Taking action to promote race equality
In 2020, the murder of George Floyd galvanised waves of activism across the US and around the world. In response, Professor Henry Louis Gates Jr and fellow alumni initiated the Alexander Crummell Fund, named in honour of the first Black student to matriculate and graduate from Cambridge.
“I wanted to honour the first African American graduate of Cambridge University. This is a way of paying homage to the ancestors... a way, as they say, of paying it forward.”
Profesor Henry Louis Gates Jr (Clare 1973)
Joined by dozens of like-minded donors, Professor Gates’ idea has developed into a new source of support for Cambridge’s efforts to tackle issues of systemic racism. An endowed fund, the Alexander Crummell Fund (ACF) will provide ongoing support for anti-racism work at the University.
Professor Henry Louis Gates Jr (Clare 1973) received his PhD in English Literature from Cambridge. He has pioneered the acceptance of Black authors in the mainstream English literature curriculum throughout his career.
The Vice-Chancellor, Professor Stephen J Toope, says, “I am both delighted and humbled that so many alumni and friends have made generous donations to the Alexander Crummell Fund. The Fund itself has served as a rallying call for discussion among academics, staff, and students, who are united in the belief that the status quo must change and we are committed to being part of that change.”
A group of students and staff came together to determine the most meaningful actions the fund could support, focusing on the lived experience of ethnic minority groups.
A new space for Black students and staff
In the ACF’s first year, a Black Advisory Hub was established for students and staff. It is a central point for resources, academic support, event information, and opportunities such as internships and scholarships; a site for pastoral support, which can have an enormous impact on a student’s performance; and provides resources for staff, such as anti-racist pedagogies, and material on inclusive teaching and learning, and critical race theory, to assist in better supporting Black students.
Tyra Amofah-Akardom, the Co-Chair of the Black Advisory Hub steering group, commented “The vision for the Black Advisory Hub was to finally have a dedicated, safe space for Black students at Cambridge, a space we can turn to for the support and resources that we have been missing. As the number of Black students at Cambridge increases, it is paramount that we have ongoing resources available that are not just provided by student groups like The African Caribbean Society and BME Campaign. For staff – many of whom lack personal experience of the difficulties Black students uniquely face – this provides a welcome and necessary source of expertise. I’m excited to see the progress of the Hub and I’m so thankful to all those who have worked on it.”

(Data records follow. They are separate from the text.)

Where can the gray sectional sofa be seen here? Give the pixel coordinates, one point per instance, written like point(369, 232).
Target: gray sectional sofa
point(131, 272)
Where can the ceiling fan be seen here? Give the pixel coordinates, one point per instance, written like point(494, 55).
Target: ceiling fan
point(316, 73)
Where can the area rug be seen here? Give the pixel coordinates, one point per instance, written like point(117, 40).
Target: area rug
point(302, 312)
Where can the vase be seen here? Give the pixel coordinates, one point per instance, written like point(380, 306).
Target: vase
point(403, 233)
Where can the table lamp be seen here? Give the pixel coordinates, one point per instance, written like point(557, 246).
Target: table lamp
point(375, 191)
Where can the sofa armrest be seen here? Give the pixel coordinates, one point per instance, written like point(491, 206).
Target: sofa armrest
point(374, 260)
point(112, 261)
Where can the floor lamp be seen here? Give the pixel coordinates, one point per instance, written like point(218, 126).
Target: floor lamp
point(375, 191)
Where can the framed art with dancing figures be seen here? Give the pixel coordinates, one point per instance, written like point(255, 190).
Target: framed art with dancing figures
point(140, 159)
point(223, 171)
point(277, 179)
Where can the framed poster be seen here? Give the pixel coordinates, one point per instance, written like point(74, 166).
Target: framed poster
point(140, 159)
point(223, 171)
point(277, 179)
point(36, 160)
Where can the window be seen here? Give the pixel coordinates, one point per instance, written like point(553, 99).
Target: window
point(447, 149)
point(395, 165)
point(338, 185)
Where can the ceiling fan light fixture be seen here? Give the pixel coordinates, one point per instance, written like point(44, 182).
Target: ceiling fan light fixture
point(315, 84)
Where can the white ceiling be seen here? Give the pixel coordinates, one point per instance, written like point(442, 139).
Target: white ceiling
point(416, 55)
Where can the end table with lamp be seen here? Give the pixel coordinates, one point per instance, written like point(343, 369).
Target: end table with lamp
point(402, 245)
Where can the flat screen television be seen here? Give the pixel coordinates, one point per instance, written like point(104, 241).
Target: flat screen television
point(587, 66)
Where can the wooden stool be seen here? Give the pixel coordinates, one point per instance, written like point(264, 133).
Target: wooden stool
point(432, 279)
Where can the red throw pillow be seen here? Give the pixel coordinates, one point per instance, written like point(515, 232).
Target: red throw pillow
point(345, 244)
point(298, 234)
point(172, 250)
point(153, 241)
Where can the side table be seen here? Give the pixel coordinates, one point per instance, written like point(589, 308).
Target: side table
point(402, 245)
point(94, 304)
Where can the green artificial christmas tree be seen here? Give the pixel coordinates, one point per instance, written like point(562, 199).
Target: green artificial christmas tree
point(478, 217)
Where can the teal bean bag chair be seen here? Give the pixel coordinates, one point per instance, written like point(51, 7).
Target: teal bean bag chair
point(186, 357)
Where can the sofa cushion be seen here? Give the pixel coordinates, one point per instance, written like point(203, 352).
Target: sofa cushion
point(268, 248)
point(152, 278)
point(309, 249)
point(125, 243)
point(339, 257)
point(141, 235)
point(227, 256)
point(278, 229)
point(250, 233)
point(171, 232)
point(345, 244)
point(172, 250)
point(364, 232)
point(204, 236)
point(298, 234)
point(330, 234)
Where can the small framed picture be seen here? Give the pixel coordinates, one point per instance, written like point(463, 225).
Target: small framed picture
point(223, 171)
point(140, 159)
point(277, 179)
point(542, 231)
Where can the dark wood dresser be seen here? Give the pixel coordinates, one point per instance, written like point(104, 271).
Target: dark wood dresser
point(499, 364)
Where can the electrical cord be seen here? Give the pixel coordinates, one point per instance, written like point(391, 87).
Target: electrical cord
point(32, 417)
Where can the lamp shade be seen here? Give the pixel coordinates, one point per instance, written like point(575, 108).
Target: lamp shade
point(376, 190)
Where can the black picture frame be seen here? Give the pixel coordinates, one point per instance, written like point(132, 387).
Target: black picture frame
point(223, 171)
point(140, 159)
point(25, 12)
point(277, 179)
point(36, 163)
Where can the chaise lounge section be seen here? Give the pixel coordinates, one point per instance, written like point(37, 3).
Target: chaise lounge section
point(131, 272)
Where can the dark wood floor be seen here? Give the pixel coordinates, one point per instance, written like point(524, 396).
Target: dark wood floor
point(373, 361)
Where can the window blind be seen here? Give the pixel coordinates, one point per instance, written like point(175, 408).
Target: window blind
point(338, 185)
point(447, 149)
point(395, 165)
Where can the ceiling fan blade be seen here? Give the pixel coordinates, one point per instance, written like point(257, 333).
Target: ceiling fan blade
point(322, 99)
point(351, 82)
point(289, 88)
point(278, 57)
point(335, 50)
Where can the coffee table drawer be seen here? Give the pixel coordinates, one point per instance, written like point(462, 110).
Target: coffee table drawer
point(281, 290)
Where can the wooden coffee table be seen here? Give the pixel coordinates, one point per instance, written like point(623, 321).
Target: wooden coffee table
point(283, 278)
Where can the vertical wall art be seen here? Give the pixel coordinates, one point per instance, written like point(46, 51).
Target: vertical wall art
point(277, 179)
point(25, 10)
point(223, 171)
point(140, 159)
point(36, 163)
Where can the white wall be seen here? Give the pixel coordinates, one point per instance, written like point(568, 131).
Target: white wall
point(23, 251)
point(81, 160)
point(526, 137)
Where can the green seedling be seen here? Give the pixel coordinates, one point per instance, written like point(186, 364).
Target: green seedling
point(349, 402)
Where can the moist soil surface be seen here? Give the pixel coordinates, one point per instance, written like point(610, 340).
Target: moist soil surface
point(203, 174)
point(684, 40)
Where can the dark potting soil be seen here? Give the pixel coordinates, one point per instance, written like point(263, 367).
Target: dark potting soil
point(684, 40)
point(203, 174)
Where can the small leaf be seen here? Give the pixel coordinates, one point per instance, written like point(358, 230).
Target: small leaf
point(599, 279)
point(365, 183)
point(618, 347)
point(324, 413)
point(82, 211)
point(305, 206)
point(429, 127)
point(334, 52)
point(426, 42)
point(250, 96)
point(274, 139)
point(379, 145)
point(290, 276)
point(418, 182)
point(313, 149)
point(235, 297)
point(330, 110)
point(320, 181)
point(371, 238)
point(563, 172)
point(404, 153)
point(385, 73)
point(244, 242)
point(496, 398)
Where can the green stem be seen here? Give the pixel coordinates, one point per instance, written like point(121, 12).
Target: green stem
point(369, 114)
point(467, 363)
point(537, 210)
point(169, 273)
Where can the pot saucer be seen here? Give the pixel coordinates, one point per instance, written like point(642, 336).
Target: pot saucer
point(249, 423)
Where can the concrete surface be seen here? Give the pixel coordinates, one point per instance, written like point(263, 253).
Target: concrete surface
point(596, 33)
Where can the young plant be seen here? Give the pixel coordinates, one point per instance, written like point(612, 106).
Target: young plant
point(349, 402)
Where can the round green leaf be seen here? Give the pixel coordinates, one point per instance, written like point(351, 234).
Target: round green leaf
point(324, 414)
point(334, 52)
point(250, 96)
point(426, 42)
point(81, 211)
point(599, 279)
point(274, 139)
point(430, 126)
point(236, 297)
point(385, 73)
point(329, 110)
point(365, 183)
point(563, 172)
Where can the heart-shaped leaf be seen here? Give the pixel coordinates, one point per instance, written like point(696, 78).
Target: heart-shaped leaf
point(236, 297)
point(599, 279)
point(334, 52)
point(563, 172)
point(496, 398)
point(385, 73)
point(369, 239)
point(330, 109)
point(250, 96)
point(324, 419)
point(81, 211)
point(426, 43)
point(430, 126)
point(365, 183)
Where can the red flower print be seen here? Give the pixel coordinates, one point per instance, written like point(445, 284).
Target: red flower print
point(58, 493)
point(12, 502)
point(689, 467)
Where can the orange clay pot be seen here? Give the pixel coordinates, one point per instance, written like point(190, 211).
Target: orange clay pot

About Alexander Crummell and the Crummell Fund
Alexander Crummell’s father was a freed slave, and he was active in the abolitionist cause — a cause that was led in part in the UK by St John’s graduate Thomas Clarkson, who won first prize for his Latin Dissertation, “An Essay on the Slavery and Commerce of the Human Species” while a student. The Alexander Crummell Fund will honour three individuals:
George Bridgetower, the first Black person on record to be awarded a Cambridge degree (Trinity Hall, in 1811)
Alexander Crummell (Queens’ 1848), the first Black man on record to matriculate and graduate at Cambridge
Gloria Carpenter (Girton 1945), the first Black woman on record to matriculate and graduate at Cambridge
George Bridgetower Competition
The George Bridgetower Prize is awarded annually for an outstanding student piece of workon the subject of race equality . George Bridgetower was awarded a degree on the basis of his original music composition, and this prize recognises today’s students who harness the power of academia or creative work for impact.
The winner of the inaugural George Bridgetower prize was sociology undergraduate Maya McFarlane.
Alexander Crummell Seed Fund
University members can pitch projects, which promote race equality, to the Alexander Crummell Fund for funding. This seed funding is named in Crummell’s honour to recognise diverse work towards race equality which follows in his legacy.
Gloria Carpenter Lecture
A new annual Gloria Carpenter Lecture will be given by an invited speaker to an audience of University members, supporters of the Fund and other interested individuals. Carpenter was a prominent social reformer; naming this lecture in her honour both recognises her work and celebrates a pioneering Black woman in academia.
The first Gloria Carpenter lecture will be held in June 2022.